I took it up gently in my hands, and wrapped it in a small woolen blanket. Then I stepped out to the garden, my bare feet padding nimbly over the cold gravel walk. I reached the shed, and being as quiet as possible so as to avoid awakening Ansei, I found a small cedar barrel, placed my bundle inside, and sealed it back up with a lid. By the light of the moon, I scanned the exterior of the garden shed for a shovel. Finding one, I retreated to the outer edges of the garden. I thrust the shovel into the hard-packed earth, and found it yielded easily. For almost thirty minutes, I dug and dug, then dropped to my knees, feeling around the cold earth for signs of excess dampness.
I brushed the clay from my hands, pushed the four-tou barrel into the hole, and began puAnseig the damp earth back over the top of the barrel. I did my best to restore the patch to its original condition, but it worried me. As sun sent its first rays over the garden wall, I remained, staring at the patch of earth. Would it really go unnoticed? A sharp snap of a twig broke my fixation on the bare earth beneath me.
I lifted my head toward the sound. Ansei stood a little way off, staring down at me with suspicion-hardened eyes. Mud covered my feet up to my knees.
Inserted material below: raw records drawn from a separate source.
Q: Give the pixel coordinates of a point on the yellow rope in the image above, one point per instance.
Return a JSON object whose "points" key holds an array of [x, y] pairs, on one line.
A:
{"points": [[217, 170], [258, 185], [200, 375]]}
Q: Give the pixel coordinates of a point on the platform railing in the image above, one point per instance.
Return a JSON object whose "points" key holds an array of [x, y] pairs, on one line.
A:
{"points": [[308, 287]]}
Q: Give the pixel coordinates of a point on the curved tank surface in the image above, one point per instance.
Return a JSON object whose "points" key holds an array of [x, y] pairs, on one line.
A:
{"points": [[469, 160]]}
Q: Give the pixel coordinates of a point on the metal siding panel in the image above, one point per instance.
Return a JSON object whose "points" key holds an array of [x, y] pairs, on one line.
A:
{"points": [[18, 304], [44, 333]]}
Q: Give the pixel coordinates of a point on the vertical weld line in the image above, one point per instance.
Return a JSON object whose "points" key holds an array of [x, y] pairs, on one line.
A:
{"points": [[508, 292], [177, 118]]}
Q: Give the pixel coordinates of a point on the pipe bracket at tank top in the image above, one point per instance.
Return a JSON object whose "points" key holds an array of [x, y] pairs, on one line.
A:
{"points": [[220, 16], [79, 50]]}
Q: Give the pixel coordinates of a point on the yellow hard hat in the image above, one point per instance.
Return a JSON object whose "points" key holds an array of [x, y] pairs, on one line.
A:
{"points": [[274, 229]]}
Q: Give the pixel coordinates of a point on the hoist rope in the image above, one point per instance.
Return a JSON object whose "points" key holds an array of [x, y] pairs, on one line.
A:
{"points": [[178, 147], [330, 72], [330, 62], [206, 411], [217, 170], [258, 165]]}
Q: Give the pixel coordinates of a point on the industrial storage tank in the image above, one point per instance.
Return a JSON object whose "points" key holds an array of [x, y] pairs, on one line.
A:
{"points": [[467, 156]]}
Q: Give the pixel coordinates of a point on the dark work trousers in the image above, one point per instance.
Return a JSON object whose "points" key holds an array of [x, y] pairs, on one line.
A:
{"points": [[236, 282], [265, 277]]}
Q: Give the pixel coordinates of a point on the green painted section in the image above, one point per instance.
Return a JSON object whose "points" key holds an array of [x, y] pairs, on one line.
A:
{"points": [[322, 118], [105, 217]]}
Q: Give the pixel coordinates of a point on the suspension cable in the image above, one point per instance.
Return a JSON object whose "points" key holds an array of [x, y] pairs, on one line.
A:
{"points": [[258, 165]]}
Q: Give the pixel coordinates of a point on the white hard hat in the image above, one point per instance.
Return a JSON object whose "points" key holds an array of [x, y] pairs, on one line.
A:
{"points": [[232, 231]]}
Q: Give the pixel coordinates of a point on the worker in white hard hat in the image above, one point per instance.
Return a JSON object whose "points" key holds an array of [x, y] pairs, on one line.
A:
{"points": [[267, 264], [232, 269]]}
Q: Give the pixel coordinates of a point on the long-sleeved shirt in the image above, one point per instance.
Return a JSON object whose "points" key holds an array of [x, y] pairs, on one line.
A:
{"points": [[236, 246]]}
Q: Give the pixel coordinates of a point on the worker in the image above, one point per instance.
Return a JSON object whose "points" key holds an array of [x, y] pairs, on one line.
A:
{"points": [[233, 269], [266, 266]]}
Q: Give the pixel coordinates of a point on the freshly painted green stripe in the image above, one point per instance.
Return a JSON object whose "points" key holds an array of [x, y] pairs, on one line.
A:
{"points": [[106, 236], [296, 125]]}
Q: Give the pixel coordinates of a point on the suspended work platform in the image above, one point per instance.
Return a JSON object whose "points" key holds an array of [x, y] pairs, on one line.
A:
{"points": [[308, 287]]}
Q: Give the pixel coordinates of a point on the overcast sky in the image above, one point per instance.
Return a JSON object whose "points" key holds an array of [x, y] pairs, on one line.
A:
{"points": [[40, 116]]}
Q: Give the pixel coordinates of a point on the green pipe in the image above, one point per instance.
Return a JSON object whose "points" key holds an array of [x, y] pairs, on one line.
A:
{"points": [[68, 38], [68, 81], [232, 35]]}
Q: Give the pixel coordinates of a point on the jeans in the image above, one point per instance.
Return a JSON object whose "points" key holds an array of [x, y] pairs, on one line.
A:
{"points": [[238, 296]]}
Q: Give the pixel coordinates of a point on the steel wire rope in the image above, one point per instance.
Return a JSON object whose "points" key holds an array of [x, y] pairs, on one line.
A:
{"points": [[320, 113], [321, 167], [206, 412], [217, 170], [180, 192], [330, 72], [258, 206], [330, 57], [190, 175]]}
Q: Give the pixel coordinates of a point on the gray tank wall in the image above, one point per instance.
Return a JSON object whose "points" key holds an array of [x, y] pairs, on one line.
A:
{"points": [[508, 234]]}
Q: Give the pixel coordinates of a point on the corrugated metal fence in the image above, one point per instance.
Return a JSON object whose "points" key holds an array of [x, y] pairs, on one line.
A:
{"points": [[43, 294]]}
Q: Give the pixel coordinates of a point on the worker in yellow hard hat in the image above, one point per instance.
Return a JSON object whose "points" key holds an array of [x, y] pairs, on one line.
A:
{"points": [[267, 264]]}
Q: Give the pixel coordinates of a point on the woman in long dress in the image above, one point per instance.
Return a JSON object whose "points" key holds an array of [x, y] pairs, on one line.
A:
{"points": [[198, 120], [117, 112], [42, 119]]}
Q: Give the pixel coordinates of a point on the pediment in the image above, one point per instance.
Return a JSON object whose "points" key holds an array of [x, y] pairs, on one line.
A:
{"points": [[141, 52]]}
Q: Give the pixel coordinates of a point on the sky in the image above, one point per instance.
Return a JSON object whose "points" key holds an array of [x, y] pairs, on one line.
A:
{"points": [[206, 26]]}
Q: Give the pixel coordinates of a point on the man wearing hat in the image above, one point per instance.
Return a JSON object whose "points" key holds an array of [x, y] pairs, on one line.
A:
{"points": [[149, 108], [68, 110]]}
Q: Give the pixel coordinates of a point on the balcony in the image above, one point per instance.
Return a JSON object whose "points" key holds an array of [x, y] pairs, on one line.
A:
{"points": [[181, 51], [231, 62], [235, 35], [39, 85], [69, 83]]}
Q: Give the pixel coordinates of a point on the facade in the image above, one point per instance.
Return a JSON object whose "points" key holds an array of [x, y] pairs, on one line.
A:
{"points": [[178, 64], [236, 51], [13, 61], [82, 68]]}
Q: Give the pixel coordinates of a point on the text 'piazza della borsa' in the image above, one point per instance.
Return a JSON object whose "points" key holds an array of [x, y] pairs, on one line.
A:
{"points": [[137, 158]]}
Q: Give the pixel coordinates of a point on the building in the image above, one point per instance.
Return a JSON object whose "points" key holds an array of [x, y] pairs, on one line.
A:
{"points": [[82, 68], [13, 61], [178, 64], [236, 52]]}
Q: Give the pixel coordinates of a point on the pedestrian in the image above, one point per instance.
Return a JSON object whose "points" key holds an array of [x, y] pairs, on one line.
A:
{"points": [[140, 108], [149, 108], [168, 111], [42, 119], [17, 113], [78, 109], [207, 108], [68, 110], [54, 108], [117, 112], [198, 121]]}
My robe draped clumsily around my shoulders, half concealing, half exposing the bloody evidence of Madame’s midnight beating.
Standing above the disturbed ground, I looked like a murderer desperate to hide a body. And if Ansei bore any grudge against me for the beating he had borne in my behalf, he would have ample material with which to settle scores.
I pulled my robe around my knees and met his stare, daring him to speak, to raise any wicked accusation—any boundless demand. The shriek of a heron shattered the stillness, and I braced myself, knowing what would come.
In all the weakness of my orphaned youth, I had never stood so exposed as I did then to the whim of a fellow servant. To keep my secret, Ansei could have extracted any promise. I would not—could not—have withheld it from him. I was his slave. Any servant in his position would claim me his. It was his right.
Instead, he averted his eyes, bowed low and remained bowed for several seconds. Then he retreated within the garden shed where he slept. I stood dumb for several seconds before I realized he didn’t intend to speak.
I exhaled in a rush of breath.
Nothing! He’d asked for nothing! I hardly dared believe I could be so lucky, but I had much to do yet before I could let myself take any time for reflection. I hurried to the well and stopped short. A bucket of freshly drawn water stood to one side. Next to it rested a clean washing towel. My gaze shot back to the shed. Had he done this?